In particular, the EC has supressed the freedom of expression of political parties and candidates by ruling that campaign materials can only contain photos of the candidates and the main leaders of their party. The ruling is a clear attempt to target and limit the opposition from advertising their Prime Minister candidate.

The EC has no business in regulating the content of campaign materials and activities unless they are malicious or promotes ill-will. Even so, such actions must be proportionate, reasonable, and enforced equitable against all candidates and political parties.

(9) lrregularities in Advance Voting and Postal Voting

The EC has ignored calls to abolish the postal voting system and reform the advance voting system‘ This has resulted in irregularities concerning the transparency and integrity of the Advance Voting and Postal Voting systems.

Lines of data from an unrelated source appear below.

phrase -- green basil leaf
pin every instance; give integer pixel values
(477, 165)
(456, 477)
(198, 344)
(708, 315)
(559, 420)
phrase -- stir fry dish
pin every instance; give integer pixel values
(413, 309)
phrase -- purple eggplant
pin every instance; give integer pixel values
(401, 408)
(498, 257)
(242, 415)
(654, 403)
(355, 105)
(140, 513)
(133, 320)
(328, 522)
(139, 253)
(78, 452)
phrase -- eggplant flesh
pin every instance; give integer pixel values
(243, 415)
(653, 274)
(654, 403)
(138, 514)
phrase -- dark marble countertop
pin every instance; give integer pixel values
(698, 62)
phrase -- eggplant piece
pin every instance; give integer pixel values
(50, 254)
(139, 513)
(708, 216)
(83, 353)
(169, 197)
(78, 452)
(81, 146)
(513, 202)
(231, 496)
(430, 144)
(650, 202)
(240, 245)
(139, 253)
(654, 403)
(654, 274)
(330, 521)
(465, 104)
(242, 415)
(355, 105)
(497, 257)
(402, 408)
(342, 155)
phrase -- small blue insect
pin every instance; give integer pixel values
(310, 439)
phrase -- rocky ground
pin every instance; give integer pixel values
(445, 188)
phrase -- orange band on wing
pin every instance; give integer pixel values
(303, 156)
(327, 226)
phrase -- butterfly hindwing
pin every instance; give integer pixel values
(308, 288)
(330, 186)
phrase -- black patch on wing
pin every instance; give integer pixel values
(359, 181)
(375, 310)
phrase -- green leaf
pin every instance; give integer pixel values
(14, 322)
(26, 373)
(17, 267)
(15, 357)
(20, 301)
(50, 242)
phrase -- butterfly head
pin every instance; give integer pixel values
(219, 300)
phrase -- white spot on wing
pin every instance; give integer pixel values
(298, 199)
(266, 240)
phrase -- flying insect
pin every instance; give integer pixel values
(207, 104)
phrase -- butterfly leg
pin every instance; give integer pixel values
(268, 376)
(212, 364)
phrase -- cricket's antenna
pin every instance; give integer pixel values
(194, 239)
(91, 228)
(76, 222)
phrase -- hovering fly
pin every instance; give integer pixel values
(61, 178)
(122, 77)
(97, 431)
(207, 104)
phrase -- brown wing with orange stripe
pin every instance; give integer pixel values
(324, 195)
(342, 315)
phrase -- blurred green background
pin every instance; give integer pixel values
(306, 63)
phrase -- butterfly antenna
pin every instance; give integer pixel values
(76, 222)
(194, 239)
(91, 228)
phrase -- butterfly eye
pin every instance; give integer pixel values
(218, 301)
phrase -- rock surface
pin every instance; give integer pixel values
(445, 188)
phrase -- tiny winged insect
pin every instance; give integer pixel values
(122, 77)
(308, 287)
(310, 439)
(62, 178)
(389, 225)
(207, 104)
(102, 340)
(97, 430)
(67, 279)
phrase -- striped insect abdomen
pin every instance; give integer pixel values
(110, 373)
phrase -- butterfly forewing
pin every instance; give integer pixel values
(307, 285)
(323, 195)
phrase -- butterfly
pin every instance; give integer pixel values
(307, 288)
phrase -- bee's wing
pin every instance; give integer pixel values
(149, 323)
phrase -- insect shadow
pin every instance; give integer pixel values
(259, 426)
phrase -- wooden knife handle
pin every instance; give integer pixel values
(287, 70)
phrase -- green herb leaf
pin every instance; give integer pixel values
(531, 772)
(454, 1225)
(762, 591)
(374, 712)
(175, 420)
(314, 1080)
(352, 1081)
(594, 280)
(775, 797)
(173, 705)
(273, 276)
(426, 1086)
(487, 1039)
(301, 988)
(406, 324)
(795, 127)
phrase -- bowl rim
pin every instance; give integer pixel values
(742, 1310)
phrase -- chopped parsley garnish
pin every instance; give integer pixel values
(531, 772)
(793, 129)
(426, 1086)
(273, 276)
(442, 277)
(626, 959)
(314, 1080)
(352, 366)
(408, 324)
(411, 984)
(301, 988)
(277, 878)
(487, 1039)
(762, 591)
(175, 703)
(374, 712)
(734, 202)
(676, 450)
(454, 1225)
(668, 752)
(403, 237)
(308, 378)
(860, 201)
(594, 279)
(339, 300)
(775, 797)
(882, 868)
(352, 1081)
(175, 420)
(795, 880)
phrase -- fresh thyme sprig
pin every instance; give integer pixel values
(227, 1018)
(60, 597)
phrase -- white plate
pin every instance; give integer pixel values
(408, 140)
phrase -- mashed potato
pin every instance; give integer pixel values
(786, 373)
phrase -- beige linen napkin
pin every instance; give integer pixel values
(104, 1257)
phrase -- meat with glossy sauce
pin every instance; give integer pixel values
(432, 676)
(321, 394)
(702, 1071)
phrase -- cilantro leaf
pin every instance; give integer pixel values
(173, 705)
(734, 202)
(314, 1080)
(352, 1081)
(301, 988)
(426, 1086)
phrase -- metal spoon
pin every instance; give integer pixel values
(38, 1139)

The EC has allowed for the registration of over 3,500 phantom advance voters in three military camps that have yet to be completed. In the past week, Polling Agents have discovered several cases where duplicate postal ballots were issued to a same postal voter. The EC has yet to announce the finalized number of domestic postal voters in each constituency despite repeated calls to do so. Meanwhile, many overseas postal voters have complained that they received ballot papers late resulting them being unable to send back their votes in time for the election.

(10) Failure to Allow Meaningful Election Observation

Despite announcing that 14 countries and 14 local organisations have been appointed as Election Observers, the EC has failed to provide any further information on the substance of the election observation. No information is provided on the process, scope, and terms of reference of the Election Observers. In an incident, Majlis Belia Malaysia (MBM), one of the local organisation appointed as Election Observer, was found organising an event promoting BN candidates.

On the other hand, the EC has also denied the application of other more experienced and legitimate Election Observer organisations and the Human Rights Commission of Malaysia (SUHAKAM).